日本の農業現場では、外国人技能実習生の存在が欠かせなくなっている。ジャーナリストの澤田晃宏さんは「農業は深刻な高齢化に直面しており、外国人の労働力なしには成り立たない。このため多くの農業法人では労働環境や待遇の改善に努めている」という――。
※本稿は、澤田晃宏『外国人まかせ』(サイゾー)の一部を再編集したものです。

「会社が大きくなれたのは、実習生のおかげです」
古代から平安時代にかけて、皇室や朝廷に食材を納めてきた“御食国(みけつくに)”淡路島。

その南端に位置する南あわじ市志知北(しちきた)に農業法人「アイ・エス・フーズ」がある。

淡路島はたまねぎの産地として有名だが、同社は青ネギを専作する。年間を通した周年栽培で、南あわじ市と徳島県内に計17.5ヘクタールの圃場(ほじょう)を持ち、4回転の生産を実施する。

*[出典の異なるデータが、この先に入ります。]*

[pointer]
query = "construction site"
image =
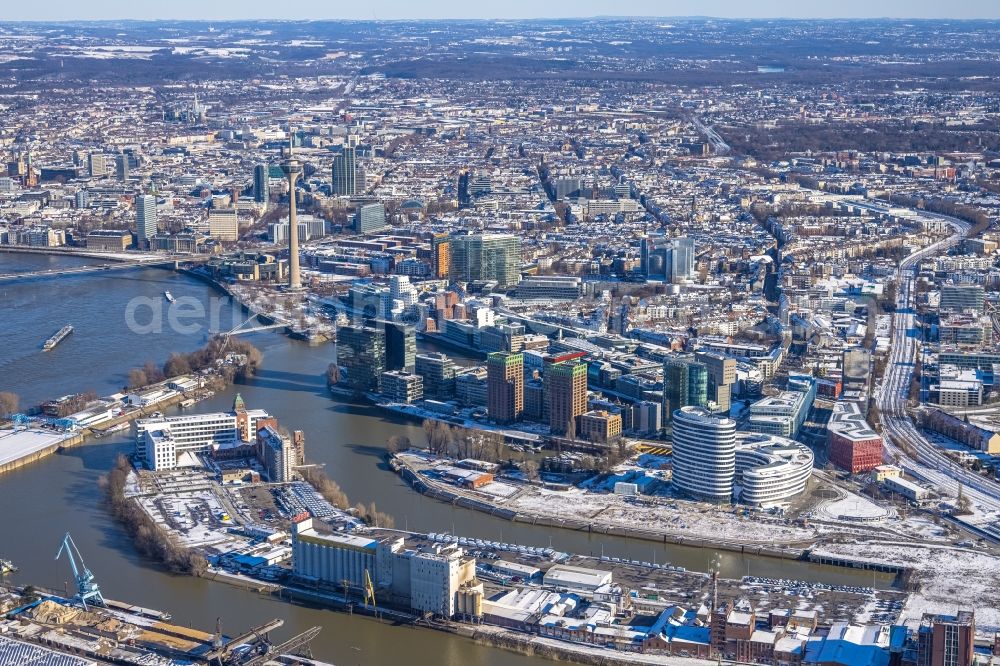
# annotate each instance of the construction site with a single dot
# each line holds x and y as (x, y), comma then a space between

青ネギに特化した法人としては全国トップクラスの作付け面積を誇る。

同社は2021年、優れた農業者を表彰する国の「全国優良経営体表彰経営改善部門」で、農林水産大臣賞に輝いた。

淡路島と徳島県のほか、香川県、高知県、愛媛県にも生産拠点を持ち、年間を通して安定供給できる体制を整えていること、また、後継者不在の農地を積極的に活用し、耕作放棄地の発生を未然に防いでいることなどが評価された。

創業者で、取締役会長の酒井惠司(62歳)はこう話す。

「ここまで会社が大きくなれたのは、実習生のおかげです」

電気部品メーカーの営業マンだった酒井が生まれ故郷の南あわじ市に戻ったのは、30代に入ってからだ。

しばらくは、電気関係の仕事に就いたが、「投資が少なく、何か始められる商売がないか」を考えた。両親は農業を営んでおり、畑もあり、トラクターなどの農業機械は一通り揃っている。

酒井は2014年、農業法人「アイ・エス・フーズ」を創業した。

実習生採用後、会社は急成長
当初は淡路島の名産であるたまねぎの生産も考えたが、「後発でたまねぎをやっても難しいとアドバイスを受け、ある知り合いの青果店さんから『淡路島にネギはないのか?』と聞かれたのが、ネギの生産を始めたきっかけです。ラーメンやうどんなどの外食需要が膨れるなか、加工用の青ネギに大きな需要があったんです」

ネギの収穫は手作業だ。腰をかがめ、鎌を使っての収穫は重労働だ。機械で収穫すると、少し倒れたネギもなぎ倒してしまい、収量が落ちてしまう。

実習生の採用を始めたのは2014年だ。酒井はこう振り返る。

「監理費を払ってまで外国人の実習生を雇うことに、最初は抵抗がありました。だけど、パート労働者も高齢化し、まったく人が集まらない」

そして、こう続けた。

「実習生の仕事ぶりを見ると、日本人の40代、50代のパートの1.5倍は働くし、途中で辞めたりしない」

外国人は日本人パートの1.5倍は働いてくれる - 撮影=澤田晃宏
当初、2名だった実習生だが、2021年2月時点で13名のベトナム人(うち2名は特定技能に移行)が働く。実習生採用後、会社は急成長し、年商は5億円を超えた。

「会社が大きくなったのは実習生のおかげ。恩返ししたい」

そんな思いから、酒井は帰国する実習生に、声をかける。

「ベトナムでネギを作らないか?」

種を送り、収穫したネギは酒井が買い取る。そうして、ベトナムに戻って日本にいたときと同程度の収入を確保できるようにしている。

コロナ下でプロジェクトが止まっているが、ベトナムに会社を作り、日本で実習を終えた実習生が働く場を生み出すことを考えている。

手取り額24万円のベトナム人
アイ・エス・フーズで働くグエン・ティ・トゥイ(33歳)は、2017年7月に来日。その後3年間の技能実習を終え、特定技能に移行した。給料が2万5000円上がり、手取りは24万円程度ある。

実習生時代は寮の相部屋だったが、今は1人部屋になった。

トゥイの両親は農家。高校卒業後、残業代が多くて人気のあったベトナム・バクニン省にあるサムスン電子の工場で働いた。

3年ほど働き、母の農家を手伝うようになった。